New Hall Cambridge, 7 - 9 July 2003
Presentations
Tuesday, 8th July
11.45 David Brown
Is this the end of the "Article Economy"?
DAVID BROWN has been head of Publisher Relations
at the British Library during the past six months. Prior
to that he was Director of Strategy at Ingenta since the
company’s inception. He has spent ten years as a consultant
to the information industry, prior to which he worked with
Faxon in the US and Elsevier in Amsterdam. He has undertaken
research into document delivery from several aspects over
the years and has published many papers on the subject.
Synopsis
The presentation - Is this the end of the “Article
Economy” – looks at the various challenges facing document
delivery in the changing scholarly information world. These
challenges include adapting to the new and increasingly
powerful technologies which are making the network bigger
and all-pervasive. This in turn has had its affect on research
behaviour, with greater multiformat, multimedia options
being demanded by the end user. An end user who, by and
large, still does not pay for individual articles. At the
same time new ways of publishing have emerged on the back
of the open archives movement which enable articles to be
accessed and delivered for free.
Whilst these and related changes are taking
place, the British Library has adapted to the new circumstances.

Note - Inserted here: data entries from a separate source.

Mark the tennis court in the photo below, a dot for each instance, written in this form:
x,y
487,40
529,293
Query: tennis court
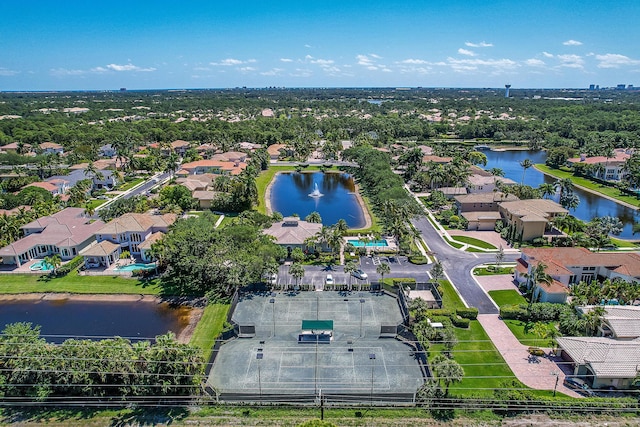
x,y
356,361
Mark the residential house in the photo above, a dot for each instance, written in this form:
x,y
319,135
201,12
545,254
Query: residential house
x,y
215,167
292,232
481,210
127,232
65,233
603,167
51,148
602,362
107,150
572,265
530,217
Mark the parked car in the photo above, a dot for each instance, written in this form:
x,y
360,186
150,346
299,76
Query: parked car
x,y
271,279
359,274
578,385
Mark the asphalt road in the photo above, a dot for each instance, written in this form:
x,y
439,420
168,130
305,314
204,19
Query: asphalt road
x,y
458,265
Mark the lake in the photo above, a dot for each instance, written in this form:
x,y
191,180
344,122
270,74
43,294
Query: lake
x,y
591,205
63,319
290,194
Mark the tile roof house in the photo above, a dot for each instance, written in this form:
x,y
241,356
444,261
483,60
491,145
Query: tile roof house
x,y
292,232
65,233
602,362
127,232
572,265
530,217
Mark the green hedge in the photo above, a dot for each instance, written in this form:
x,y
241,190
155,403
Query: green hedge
x,y
70,266
470,313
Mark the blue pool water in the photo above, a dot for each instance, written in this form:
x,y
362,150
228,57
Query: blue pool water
x,y
137,266
41,266
360,243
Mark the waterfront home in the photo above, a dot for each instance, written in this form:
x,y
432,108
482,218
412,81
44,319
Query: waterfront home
x,y
530,217
65,233
127,232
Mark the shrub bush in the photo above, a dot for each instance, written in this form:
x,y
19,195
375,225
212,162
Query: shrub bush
x,y
70,266
470,313
460,322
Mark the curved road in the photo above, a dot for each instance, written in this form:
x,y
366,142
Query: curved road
x,y
458,265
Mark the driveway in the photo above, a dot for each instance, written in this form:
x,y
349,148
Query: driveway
x,y
535,373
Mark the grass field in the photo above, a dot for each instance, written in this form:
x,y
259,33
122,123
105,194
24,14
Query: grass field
x,y
507,297
590,185
73,283
472,241
209,327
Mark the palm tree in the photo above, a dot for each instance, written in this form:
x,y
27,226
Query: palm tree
x,y
314,217
547,189
526,164
297,272
382,269
447,370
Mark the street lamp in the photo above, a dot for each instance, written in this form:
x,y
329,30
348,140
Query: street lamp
x,y
361,304
259,357
272,301
557,375
372,357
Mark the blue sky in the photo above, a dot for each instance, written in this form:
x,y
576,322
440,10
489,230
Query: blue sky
x,y
96,45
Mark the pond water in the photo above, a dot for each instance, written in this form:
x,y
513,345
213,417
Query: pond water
x,y
64,319
291,193
591,205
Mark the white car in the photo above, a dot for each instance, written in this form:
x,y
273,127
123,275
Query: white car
x,y
359,274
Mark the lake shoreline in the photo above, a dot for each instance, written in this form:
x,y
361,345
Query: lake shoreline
x,y
184,336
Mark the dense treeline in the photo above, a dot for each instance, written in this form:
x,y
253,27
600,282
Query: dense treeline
x,y
199,259
112,368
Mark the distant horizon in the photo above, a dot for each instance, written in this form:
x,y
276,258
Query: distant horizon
x,y
144,45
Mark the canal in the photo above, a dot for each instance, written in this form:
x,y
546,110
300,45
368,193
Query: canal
x,y
591,205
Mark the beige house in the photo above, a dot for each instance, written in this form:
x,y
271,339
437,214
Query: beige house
x,y
531,217
292,232
65,233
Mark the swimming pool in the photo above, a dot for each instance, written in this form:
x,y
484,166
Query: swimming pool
x,y
41,265
361,243
137,266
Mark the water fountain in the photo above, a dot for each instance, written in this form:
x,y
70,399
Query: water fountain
x,y
315,193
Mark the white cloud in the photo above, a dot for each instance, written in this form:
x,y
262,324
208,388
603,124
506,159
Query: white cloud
x,y
5,72
232,61
533,62
481,44
61,72
272,72
413,61
614,60
571,61
128,67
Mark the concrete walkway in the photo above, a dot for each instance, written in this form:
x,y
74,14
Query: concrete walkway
x,y
537,375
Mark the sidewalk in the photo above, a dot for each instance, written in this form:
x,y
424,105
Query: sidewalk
x,y
534,375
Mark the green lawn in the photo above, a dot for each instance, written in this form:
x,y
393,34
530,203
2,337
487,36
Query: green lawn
x,y
73,283
450,298
475,242
484,367
507,297
128,185
521,330
590,185
209,327
484,271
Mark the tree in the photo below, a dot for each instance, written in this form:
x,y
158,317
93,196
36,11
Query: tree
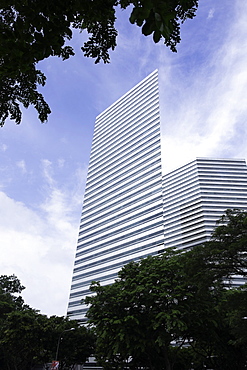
x,y
163,302
34,30
28,338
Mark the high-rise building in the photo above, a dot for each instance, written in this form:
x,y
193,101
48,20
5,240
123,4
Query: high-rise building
x,y
197,194
122,216
128,212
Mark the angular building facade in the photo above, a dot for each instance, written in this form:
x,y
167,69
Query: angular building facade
x,y
197,194
129,212
122,216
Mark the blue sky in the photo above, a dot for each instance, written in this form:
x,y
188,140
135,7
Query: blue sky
x,y
43,167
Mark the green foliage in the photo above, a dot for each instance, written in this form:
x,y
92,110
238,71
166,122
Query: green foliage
x,y
162,303
32,31
28,338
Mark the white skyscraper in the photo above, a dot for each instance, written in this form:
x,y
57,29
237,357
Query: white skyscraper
x,y
197,194
128,211
122,217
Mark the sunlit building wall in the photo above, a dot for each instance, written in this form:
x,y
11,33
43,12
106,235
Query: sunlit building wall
x,y
197,194
128,211
122,216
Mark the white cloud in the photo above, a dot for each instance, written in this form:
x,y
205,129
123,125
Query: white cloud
x,y
3,147
38,245
206,117
211,13
22,165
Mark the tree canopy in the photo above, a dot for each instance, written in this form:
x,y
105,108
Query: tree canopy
x,y
177,308
28,338
34,30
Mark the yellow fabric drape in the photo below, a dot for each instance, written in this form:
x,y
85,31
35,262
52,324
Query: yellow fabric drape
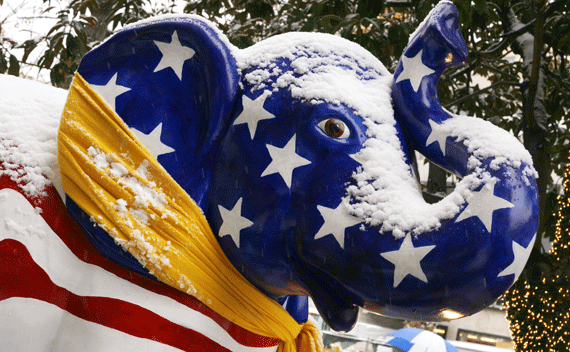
x,y
115,180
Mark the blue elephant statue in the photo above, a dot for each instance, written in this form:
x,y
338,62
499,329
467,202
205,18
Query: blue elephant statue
x,y
299,152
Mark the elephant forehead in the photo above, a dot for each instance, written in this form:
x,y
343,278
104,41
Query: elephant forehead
x,y
320,68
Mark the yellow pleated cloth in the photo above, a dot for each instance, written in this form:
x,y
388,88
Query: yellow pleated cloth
x,y
114,179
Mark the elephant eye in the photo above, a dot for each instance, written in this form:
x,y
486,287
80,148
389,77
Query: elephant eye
x,y
334,128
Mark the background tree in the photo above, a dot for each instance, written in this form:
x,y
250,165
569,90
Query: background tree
x,y
517,75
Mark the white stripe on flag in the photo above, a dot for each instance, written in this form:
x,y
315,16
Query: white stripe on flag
x,y
23,224
50,328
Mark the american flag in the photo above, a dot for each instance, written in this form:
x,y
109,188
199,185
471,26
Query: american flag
x,y
57,293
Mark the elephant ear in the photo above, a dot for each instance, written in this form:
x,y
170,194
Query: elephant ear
x,y
173,81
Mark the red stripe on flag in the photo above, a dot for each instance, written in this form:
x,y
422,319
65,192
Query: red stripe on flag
x,y
22,277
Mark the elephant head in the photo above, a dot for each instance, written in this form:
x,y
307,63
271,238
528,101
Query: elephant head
x,y
299,150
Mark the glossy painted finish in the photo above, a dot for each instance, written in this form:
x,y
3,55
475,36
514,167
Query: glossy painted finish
x,y
271,175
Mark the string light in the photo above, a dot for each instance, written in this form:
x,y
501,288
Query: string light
x,y
539,312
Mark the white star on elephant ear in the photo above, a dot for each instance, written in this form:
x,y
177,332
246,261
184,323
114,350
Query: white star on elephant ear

It has focused on making internal efficiencies that much
greater. It has sought publisher acceptance of electronic
document delivery through providing a mechanism for secure
EDD (in a joint project with Elsevier and Adobe). It has
actively sought new markets, and is attempting to entice
new and currently disenfranchised users back into the system
by offering better navigational tools.
These and other challenges and responses will
be outlined during the presentation.